Investigators believe the semi was speeding on Interstate 55 near Channahon when it struck several vehicles stopped in a construction zone, state police Commander Randy Ness told reporters after Monday’s crash.

Francisco Espinal Quiroz, 51, of Leesburg was charged with failure to reduce speed to prevent an accident and willfully making false entries in his logbook.

Federal regulators have been tightening rules on work hours for commercial bus and truck operators and are seeking to curtail the practice of logbook tampering to ensure compliance and keep fatigued drivers off the nation’s roads.

Investigators have evidence that Quiroz violated rules on working hours and entered incorrect start times in his logbook, Illinois State Police spokeswoman Monique Bond said.

She declined to reveal how many hours Quiroz had spent behind the wheel before the crash.

It was not clear whether Quiroz already had an attorney. Quiroz works for Espinal Trucking, an owner-operated one-truck company. No other representative of the company could be reached for comment.

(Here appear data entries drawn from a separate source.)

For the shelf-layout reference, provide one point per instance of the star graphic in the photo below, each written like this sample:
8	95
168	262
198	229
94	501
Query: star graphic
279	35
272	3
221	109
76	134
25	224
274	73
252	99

The Will County Coroner’s Office identified the victims as 54-year-old Vicky Palacios of Coal City, 48-year-old Urlike Blopleh of Channahon, 43-year-old Kimberly Britton of Urbana and 11-year-old Piper Britton of Urbana.

About 15 minutes after the crash, an unrelated accident took place nearby in the southbound lanes involving two semis.

Both drivers were taken to a hospital, where one later died, state police said.

New federal regulations for truck drivers went into effect last summer, including a maximum average work week of 70 hours instead of 82 hours.

In March, the Federal Motor Carrier Safety Administration proposed that trucks and buses crossing state lines be equipped with electronic devices that record how many hours the vehicles are in operation.

That would make it harder for drivers or their employers to alter paper logbooks, regulators say.